My 1975 Tram D201 & VFO
Well the price was low for a pretty good looking VFO that I thought would work well on an original Bengal Base 23 CH# SSB to get it up on 40 Channels.
Nearly did not buy it as the seller was a pain on the freight cost which was more than double the VFO cost of around $50.!! The aussie dollar makes it worse also!
But I had a Tram D201 that I had given to a tech a year or so previously to geta few bugs ironed out. The USB / LSB selector was faulty and the performance was not up to what it should be for a great old valve CB Base transceiver that has great reviews online when in optimum condition.
Finally I got lucky when he gave it to another tech Adrian who I have known forever and has always solved tricky problems on my CPI cb radios over the years.
After Adrian had done some expensive but reasonable priced magic on it, I went to his new place and picked it up from him cause its a monster and hard to ship. It is amazing when I bought it from USA ebay it got here in one piece with no parts floating inside like the valves in my DAK MKIX!! But it was a great buy and in great condition considering it was built in 1975. Lucky it was a one owner sold to me by him and in great cosmetic shape. I dont understand how some people treat their radios letting them deteriorate over the years.
As an avid Sidebander for forty years I needed the full 40 Channels to chase decent in band skip especially on CH#38LSB the popular US DX call channel. The Siltronix VFO was the obvious solution to this issue on the D201.
Of course it had to have the correct frequency output to mix with the Tram Xtals to create the band span on the VFO correctly which needed to be at 16MHz. The VFO unfortunately put out 9MHz!
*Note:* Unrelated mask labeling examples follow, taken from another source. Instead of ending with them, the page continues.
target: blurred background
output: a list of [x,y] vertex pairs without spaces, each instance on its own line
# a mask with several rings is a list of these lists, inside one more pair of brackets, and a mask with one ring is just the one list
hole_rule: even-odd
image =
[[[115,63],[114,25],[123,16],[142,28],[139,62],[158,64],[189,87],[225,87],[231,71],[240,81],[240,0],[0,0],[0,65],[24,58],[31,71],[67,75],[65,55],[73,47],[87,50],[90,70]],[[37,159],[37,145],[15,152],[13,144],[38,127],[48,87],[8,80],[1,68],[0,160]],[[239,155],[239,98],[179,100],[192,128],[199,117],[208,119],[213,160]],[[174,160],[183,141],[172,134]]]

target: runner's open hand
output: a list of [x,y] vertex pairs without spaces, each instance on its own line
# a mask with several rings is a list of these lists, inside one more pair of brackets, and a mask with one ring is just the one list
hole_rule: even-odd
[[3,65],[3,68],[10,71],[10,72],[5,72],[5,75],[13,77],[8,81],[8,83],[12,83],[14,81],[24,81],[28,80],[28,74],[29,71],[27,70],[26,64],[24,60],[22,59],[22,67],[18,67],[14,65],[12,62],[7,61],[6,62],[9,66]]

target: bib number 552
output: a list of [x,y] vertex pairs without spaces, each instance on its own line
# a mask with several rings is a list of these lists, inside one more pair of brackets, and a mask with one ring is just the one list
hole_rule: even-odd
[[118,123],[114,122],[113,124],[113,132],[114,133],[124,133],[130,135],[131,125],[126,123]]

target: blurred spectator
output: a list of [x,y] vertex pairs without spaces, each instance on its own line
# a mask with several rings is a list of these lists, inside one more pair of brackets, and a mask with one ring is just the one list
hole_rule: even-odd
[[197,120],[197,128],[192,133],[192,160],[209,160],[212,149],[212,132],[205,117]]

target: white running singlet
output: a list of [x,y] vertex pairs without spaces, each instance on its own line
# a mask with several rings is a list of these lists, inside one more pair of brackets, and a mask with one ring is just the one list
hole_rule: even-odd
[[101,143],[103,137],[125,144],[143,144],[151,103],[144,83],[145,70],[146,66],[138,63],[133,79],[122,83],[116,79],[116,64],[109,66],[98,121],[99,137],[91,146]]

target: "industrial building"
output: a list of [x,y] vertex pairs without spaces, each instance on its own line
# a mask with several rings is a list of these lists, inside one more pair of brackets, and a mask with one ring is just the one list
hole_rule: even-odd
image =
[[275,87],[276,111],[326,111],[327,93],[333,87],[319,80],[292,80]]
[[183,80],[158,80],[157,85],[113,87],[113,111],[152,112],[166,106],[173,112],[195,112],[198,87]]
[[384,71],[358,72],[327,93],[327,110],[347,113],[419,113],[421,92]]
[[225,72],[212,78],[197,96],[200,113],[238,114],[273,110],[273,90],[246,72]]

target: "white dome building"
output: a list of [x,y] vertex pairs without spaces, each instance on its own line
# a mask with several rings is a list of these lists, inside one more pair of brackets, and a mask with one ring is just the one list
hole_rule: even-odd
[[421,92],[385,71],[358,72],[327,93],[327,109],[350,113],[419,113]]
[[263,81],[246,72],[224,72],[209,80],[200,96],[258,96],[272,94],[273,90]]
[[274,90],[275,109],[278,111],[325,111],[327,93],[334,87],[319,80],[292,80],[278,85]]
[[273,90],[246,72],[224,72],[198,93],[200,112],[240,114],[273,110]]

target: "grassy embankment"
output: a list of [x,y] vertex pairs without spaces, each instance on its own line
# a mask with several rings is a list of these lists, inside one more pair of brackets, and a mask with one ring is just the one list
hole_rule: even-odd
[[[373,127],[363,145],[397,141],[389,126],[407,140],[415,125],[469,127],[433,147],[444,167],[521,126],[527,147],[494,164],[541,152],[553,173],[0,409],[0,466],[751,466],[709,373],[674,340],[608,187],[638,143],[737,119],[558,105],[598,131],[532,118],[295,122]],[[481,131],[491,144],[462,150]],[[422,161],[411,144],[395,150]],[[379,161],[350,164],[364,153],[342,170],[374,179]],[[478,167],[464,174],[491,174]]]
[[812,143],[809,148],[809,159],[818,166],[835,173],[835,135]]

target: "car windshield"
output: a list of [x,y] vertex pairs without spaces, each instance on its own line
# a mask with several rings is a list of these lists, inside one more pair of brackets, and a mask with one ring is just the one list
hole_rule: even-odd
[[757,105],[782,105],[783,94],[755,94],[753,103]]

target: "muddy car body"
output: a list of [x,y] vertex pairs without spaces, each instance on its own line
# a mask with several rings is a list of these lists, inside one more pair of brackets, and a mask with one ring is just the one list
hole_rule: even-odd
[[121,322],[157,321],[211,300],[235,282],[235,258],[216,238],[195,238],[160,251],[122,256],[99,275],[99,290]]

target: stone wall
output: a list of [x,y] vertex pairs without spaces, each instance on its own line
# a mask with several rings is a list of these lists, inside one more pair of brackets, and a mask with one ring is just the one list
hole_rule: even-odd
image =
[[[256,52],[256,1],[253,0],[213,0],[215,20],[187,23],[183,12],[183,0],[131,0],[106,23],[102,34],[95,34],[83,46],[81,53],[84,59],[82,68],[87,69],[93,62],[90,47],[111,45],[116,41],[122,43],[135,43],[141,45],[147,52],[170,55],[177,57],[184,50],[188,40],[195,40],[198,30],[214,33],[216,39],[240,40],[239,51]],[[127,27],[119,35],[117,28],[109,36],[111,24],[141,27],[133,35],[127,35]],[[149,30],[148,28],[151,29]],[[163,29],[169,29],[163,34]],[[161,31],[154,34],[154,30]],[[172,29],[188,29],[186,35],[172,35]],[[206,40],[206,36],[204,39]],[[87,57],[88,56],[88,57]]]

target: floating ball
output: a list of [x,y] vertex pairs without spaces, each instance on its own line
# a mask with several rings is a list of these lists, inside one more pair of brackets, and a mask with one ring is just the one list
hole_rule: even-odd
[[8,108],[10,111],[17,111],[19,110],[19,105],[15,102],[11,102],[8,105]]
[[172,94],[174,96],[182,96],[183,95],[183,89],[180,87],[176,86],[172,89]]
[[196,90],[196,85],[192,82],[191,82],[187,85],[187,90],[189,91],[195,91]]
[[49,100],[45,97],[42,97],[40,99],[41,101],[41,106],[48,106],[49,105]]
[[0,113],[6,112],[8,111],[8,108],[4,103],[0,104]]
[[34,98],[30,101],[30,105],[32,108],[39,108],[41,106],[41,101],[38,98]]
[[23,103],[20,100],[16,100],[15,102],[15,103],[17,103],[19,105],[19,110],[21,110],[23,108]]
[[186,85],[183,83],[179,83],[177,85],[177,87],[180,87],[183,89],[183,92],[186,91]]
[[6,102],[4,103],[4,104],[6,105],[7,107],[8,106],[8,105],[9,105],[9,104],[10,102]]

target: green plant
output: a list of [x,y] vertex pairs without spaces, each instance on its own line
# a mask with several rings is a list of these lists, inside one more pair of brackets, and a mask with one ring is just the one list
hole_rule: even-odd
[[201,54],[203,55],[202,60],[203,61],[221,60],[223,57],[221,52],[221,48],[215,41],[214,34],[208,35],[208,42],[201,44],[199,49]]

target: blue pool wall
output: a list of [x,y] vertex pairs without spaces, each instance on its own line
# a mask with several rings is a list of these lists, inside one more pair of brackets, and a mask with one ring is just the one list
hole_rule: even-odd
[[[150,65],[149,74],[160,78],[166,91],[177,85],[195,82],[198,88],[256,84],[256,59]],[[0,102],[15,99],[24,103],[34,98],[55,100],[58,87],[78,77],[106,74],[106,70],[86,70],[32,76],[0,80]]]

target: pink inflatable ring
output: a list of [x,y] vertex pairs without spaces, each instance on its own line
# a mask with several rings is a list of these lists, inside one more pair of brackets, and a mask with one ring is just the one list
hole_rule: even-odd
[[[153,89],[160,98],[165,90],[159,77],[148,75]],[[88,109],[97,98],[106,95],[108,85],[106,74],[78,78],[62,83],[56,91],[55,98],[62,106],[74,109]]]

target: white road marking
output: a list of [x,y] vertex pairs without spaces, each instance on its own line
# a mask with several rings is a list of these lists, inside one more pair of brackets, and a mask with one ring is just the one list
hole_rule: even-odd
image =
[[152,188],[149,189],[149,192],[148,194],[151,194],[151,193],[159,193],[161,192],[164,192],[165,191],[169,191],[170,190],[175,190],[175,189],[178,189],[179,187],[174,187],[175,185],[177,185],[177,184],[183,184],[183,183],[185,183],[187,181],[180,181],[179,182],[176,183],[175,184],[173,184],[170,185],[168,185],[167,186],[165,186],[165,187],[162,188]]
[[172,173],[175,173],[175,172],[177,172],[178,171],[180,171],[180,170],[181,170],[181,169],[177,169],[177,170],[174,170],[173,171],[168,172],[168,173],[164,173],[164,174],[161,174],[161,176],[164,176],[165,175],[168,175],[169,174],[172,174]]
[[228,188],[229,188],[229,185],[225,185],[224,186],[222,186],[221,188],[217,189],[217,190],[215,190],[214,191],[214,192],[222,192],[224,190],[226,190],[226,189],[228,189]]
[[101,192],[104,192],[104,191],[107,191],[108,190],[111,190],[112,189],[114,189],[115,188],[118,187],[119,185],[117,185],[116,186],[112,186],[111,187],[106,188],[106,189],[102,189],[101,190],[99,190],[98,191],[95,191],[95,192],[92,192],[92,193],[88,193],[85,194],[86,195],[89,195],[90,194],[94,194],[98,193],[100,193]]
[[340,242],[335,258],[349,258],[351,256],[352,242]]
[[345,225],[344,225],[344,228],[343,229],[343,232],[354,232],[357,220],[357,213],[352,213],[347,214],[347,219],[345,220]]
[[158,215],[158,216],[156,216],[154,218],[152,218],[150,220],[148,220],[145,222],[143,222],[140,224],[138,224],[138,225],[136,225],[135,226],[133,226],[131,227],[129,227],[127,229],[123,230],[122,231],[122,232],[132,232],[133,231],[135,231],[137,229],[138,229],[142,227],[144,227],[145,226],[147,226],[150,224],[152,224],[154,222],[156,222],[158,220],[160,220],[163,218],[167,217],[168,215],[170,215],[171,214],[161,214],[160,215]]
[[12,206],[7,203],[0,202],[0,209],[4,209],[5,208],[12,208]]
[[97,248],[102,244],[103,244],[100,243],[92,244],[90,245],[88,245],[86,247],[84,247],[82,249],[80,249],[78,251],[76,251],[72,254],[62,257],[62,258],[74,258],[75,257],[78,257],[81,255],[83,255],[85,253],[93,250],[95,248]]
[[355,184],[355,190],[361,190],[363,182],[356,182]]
OK so to modify the VFO output needed some figuring out which took a few days to do by working through what was generating the output frequency and varying it by some means.
There are various models of the Siltronix VFO’s for many different makes and models of CB radios producing the correct frequencies for operation, so I guessed it must be possible to achieve the right 16 MHz frequency output somehow.